Pages

Kasım 10, 2011

cuma ve pazar günlerine ait bi koku bi hava bi bişey var. takvime bakmadan anlarsın bugün pazar diye. bilmiyorum neden ama en çok evdeyken hissediyorum bunu. cuma günü olunca mavi önlüğümle okuldan çıkıp babamın beni almasını beklerdim sonra da abimi almaya gider miyiz heyecanı yaşardım. sonra cuma günleri hep bi  mutlu olma havası yaşatırdı bana bu böyle kaldı. pazar günü ise kahvaltıdan sonra başlardı gerginlik,karın ağrısı. hele saat 4 buçuk oldu mu,abim giyinmeye başlardı,annem yemek hazırlardı ve hep ntv de bi basket maçı olurdu. pazar günü deyince aklıma hep şu ses eşliğinde evde yaşanan telaş gelir. pazar günlerini de bundan sevmem işte. bilinçaltında var bişey dedikleri bu olsa gerek. cuma ya da pazar sanırım kavuşma ve ayrılma günlerinde yaşanan hisler bunlar.ama benim aklımda cuma ve pazar olarak kalıcak hep.

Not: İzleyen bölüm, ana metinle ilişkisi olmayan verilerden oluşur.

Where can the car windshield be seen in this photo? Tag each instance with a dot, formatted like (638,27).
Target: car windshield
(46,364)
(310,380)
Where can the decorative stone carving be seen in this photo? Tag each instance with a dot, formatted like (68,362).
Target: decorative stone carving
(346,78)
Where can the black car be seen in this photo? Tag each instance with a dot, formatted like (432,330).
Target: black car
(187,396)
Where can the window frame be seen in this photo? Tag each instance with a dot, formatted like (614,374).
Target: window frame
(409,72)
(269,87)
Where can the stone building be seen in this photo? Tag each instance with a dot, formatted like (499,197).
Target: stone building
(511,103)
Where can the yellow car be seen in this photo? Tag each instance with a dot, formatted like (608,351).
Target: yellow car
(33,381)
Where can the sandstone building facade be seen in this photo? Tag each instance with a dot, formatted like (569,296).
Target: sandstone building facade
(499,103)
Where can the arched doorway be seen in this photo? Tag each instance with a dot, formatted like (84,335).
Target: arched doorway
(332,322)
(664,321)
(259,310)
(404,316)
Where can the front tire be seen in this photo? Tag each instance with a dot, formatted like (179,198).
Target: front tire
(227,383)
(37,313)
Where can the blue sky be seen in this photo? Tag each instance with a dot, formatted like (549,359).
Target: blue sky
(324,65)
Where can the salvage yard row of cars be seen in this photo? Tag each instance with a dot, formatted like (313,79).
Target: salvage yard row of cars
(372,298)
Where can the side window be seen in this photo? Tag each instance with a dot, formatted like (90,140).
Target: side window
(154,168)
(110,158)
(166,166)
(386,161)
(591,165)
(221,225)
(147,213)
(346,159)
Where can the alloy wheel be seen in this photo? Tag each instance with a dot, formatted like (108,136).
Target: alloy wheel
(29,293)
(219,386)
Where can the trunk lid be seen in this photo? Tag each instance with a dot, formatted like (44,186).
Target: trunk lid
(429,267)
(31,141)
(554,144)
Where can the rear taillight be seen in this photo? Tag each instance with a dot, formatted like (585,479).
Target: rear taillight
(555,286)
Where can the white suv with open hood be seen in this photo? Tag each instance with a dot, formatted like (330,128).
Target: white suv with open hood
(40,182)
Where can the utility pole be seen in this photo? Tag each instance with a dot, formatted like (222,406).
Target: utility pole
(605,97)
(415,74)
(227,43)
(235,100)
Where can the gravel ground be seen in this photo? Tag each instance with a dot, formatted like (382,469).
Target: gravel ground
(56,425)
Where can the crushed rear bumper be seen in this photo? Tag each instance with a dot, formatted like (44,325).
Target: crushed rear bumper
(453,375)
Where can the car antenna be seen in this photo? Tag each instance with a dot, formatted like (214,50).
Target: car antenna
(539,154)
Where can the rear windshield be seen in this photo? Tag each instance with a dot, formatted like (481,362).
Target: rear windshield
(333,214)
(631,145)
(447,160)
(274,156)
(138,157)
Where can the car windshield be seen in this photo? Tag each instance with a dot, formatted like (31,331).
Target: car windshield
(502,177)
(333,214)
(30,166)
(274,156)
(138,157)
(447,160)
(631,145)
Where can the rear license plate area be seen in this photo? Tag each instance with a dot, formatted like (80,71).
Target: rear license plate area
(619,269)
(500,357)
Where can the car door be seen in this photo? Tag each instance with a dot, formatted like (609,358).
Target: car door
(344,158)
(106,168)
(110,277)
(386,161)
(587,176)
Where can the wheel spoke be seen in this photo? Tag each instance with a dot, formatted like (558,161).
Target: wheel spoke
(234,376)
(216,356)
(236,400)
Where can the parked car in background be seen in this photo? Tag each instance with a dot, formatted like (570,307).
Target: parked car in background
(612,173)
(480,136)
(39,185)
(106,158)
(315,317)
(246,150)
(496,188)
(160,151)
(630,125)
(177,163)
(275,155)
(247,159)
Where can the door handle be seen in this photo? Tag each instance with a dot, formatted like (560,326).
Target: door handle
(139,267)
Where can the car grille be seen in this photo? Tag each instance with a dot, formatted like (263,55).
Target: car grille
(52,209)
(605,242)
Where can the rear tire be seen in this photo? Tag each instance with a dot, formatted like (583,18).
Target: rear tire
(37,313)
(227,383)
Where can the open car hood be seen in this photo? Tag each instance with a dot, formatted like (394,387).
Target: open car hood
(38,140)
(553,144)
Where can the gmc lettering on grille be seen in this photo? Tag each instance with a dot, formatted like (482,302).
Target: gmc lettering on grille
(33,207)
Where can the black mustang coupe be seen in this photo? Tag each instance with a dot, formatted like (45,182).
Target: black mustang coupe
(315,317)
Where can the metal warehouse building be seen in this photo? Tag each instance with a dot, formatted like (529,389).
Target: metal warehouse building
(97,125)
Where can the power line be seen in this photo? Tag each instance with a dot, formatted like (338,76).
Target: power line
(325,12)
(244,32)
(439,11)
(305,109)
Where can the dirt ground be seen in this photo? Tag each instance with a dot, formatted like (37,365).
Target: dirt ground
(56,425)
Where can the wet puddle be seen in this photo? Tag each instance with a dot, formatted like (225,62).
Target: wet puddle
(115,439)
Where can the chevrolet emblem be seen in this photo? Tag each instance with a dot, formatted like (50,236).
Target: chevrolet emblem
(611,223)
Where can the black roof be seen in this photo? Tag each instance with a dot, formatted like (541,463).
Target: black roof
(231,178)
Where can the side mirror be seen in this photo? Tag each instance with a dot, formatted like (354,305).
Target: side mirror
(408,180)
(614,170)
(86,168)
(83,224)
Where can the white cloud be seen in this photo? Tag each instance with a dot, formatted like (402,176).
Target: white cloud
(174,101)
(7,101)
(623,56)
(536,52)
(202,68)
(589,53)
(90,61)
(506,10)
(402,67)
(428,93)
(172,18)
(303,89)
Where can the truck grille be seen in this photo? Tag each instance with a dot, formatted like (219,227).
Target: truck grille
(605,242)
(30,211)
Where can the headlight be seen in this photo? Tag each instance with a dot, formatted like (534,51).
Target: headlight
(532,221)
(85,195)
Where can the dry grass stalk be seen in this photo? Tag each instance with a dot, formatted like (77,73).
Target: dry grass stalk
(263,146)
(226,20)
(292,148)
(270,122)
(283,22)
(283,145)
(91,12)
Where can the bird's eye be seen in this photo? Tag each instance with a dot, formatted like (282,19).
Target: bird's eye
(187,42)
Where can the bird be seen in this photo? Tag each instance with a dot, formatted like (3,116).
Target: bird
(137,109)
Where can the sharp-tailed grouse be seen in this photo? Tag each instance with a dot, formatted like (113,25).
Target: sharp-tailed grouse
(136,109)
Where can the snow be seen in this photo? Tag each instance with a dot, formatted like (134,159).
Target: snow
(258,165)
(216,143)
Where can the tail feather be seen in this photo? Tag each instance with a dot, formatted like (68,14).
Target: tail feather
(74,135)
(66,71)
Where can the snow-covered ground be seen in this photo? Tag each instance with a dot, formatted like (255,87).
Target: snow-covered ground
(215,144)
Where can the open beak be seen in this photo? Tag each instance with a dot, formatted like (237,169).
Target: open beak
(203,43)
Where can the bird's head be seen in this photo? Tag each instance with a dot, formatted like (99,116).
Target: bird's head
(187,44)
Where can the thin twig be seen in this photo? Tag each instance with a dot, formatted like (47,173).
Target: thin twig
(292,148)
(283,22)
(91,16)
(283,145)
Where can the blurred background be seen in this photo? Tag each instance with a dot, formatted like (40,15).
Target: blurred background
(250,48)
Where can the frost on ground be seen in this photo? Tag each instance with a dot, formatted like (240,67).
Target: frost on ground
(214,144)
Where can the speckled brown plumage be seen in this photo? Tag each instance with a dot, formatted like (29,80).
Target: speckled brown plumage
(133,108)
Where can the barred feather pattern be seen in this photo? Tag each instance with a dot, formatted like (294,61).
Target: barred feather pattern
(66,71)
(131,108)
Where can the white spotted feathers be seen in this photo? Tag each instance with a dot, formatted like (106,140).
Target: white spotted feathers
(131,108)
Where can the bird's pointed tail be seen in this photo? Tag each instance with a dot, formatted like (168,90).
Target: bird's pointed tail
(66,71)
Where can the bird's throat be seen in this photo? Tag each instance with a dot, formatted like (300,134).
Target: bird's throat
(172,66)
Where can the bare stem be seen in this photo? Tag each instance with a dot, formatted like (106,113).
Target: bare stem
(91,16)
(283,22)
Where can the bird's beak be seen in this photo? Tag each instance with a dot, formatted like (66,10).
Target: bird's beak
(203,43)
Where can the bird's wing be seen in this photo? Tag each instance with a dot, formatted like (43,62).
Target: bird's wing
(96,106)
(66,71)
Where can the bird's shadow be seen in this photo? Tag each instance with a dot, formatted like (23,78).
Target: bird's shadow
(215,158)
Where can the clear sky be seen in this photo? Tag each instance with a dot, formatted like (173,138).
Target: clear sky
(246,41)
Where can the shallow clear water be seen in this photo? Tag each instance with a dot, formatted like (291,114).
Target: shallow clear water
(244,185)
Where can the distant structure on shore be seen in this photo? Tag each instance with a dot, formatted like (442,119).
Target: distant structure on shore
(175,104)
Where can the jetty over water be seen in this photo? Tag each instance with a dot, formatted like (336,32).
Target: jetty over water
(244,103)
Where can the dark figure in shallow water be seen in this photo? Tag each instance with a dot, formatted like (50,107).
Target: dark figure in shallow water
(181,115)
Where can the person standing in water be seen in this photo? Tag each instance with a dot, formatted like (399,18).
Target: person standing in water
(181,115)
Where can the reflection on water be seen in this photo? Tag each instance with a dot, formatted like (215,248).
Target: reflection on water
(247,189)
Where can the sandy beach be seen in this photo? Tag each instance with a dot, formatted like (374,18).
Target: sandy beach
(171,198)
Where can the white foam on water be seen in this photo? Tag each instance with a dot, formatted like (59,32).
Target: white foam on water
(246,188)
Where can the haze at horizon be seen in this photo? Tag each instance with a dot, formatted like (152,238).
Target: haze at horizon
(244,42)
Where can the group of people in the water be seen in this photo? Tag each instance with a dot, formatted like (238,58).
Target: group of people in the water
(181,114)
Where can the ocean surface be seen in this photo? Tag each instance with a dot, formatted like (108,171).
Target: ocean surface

P.S: bugün cuma değil onun da farkındayım:)

Kasım 07, 2011

378592790 defa bi cümleyle giriş yapıp sildim galiba. en sonunda bunu dile getirmek istedim.
bayramı özet geçmek istiyorum ki şöye:
et yemekten bulanan bi mide,çalışılması gereken ama çalışsam da anlamlandıramadığım sayfalarca not,buluşulup görüşülmesi gereken bir yâr,e bizi neden görmedin izmir e geldin de diyen insanlar kümesi,ye kızım ye diyen yemeyince küsen annee,gecenin 2sinde ben geldim kapıyı aç diye sürpriz yapan abii,deli gibi acıkmışken çat diye gelen misafir ve beni her türlü sakinleştiren baba,ve maaile geçirilen bol gülmeceli bayram... lalallaa
sevgilerr,mutlu bayramlar

Kasım 02, 2011

sınıfta yabancı öğrenciler olmasa neyle eğlencez hiç bilmiyorum. omar ürdünlü nicola da italyan. tek kelime türkçe bilmiyolar.yavaş yavaş öğrenmeye başladılar gibi. ama bugün aralarında geçen dialog iyiydi:
nicola: can i take a cigarette ?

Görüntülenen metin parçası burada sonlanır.